Audiência Pública discute POPs no Rio Grande do Sul

Notícia - 15 - mai - 2001
Assembléia gaúcha envia apoio à assinatura da Convenção da ONU sobre o assunto e estabelece realização de seminário no estado

A Comissão de Saúde e Meio Ambiente da Assembléia Legislativa do Rio Grande do Sul discutiu hoje a poluição tóxica no estado (1). A problemática dos Poluentes Orgânicos Persistentes (POPs) foi ilustrada pelo caso de contaminação tóxica gerada pela siderúrgica Gerdau Riograndense, denunciada pelo Greenpeace em janeiro deste ano (2).

"As empresas relutam em admitir que são fontes de POPs. Por muito tempo, a indústria libera estas substâncias no meio ambiente, comprometendo a saúde das comunidades locais e contaminando a natureza", disse Karen Suassuna, coordenadora da campanha de Substâncias Tóxicas do Greenpeace. "A siderúrgica Gerdau, por exemplo, não implementou nenhuma medida para cessar a fonte de poluição química. A empresa sabe que seus filtros não são adequados para remover este tipo de poluente (3) e a população continua sendo exposta a estas substâncias altamente tóxicas".

A Convenção POPs da Organização das Nações Unidas será realizada entre 21 e 23 de maio, em Estocolmo, Suécia. O Brasil, juntamente com mais de 131 países, participará da assinatura do tratado internacional que visa o banimento de uma lista inicial de 12 POPs. O Greenpeace considera a assinatura da Convenção POPs uma vitória das organizações que lutaram nos últimos anos pela elaboração do tratado.
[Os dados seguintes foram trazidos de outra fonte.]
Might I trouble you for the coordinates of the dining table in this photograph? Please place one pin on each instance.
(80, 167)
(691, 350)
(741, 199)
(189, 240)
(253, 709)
A organização ambientalista demandou do governo e indústrias a implementação imediata dos princípios da Convenção de POPs no Estado. A Assembléia do Estado decidiu pelo envio de carta oficial (4) aos Ministérios de Relações Exteriores, Agricultura e Saúde solicitando a assinatura e implementação da convenção pelo Brasil. Os deputados presentes decidiram ainda realizar um grande seminário no Rio Grande do Sul para realizar uma ampla discussão do assunto.
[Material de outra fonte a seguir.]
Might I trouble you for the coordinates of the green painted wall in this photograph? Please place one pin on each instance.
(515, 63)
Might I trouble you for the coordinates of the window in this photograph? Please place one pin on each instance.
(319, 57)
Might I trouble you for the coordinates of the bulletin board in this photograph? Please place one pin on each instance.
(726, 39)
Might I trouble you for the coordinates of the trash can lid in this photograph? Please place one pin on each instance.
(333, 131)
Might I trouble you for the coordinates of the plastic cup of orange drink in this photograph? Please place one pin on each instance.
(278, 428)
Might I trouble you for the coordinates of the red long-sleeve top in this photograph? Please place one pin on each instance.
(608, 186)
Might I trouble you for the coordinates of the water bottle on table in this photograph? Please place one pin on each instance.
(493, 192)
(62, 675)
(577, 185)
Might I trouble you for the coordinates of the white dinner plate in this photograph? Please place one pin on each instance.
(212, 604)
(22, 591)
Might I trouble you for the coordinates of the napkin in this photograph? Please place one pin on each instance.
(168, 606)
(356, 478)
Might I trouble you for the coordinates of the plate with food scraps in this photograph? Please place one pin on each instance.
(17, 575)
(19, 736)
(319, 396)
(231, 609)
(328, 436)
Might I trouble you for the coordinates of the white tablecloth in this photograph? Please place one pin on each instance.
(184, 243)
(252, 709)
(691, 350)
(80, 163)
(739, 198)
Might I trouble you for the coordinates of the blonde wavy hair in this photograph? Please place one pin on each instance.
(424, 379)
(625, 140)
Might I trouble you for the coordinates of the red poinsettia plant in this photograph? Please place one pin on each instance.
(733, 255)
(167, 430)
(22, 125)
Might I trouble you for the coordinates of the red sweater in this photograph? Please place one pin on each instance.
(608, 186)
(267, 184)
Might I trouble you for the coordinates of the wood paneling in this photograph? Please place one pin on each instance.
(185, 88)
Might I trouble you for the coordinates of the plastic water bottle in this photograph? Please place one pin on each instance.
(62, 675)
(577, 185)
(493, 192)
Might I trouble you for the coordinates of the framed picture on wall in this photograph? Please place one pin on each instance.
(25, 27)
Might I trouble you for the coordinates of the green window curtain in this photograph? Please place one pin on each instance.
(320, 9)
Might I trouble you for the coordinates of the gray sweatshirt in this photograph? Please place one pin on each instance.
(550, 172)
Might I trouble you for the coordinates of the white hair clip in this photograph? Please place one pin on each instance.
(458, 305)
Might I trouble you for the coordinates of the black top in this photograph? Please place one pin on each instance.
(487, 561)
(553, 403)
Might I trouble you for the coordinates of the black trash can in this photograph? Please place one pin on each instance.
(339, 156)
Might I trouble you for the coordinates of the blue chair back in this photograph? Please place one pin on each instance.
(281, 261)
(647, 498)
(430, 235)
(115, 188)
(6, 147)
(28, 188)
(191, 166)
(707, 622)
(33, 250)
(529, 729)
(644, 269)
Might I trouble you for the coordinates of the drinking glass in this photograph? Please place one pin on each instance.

"Queremos agora que a decisão brasileira se concretize. Para isso, é necessário implementarmos imediatamente as medidas de eliminação destas substâncias tóxicas, persistentes e bioacumulativas" diz Karen Suassuna. "Tecnologias limpas devem ser adotadas com urgência para evitar a contaminação por POPs e sua disseminação no meio ambiente".

(1) O evento contou com a presença da Dra. Gerda Callef, neurologista e presidente da Associação Médica do Rio Grande o Sul, que expôs os danos dos Poluentes Orgânicos Persistentes (POPs) à saúde humana. Organizações ambientalistas como o Greenpeace, Agapam e Amigos da Terra também participaram da discussão, além do Promotor do Ministério Público Estadual, José Guilherme Giacomizzi, e o Presidente da FEPAM, Nilvo Silva.

(2) O Greenpeace denunciou em janeiro deste ano a contaminação do meio ambiente por Poluentes Orgânicos Persistentes (POPs) e metais pesados, gerada pela siderúrgica Gerdau Riograndense. A organização vem acompanhando o caso junto ao Ministério Publico Estadual e a FEPAM. O Greenpeace já abordou outros casos de contaminação por POPs no estado, como a contaminação gerada pela Riocell e pela recicladora PSA, no Vale dos Sinos. O entidade também acompanha o caso dos estoques de agrotóxicos persistentes que se encontram no estado, propondo, juntamente com a ONG Amigos da Terra, tecnologias alternativas a incineração para eliminação destas substâncias.

(3) As amostras coletadas na planta da siderúrgica em Sapucaia do Sul apresentaram ascarel tipo Arocloro 1254, substância extremamente tóxica. Na poeira emitida pela empresa foram identificados 162 compostos poluentes. Foram detectadas também altas concentrações de metais pesados como cádmio, mercúrio e zinco.

(4) Assinaram a carta endereçada aos Ministérios grande parte dos presentes, incluindo os representantes das indústrias Gerdau, Milênia e Riocell.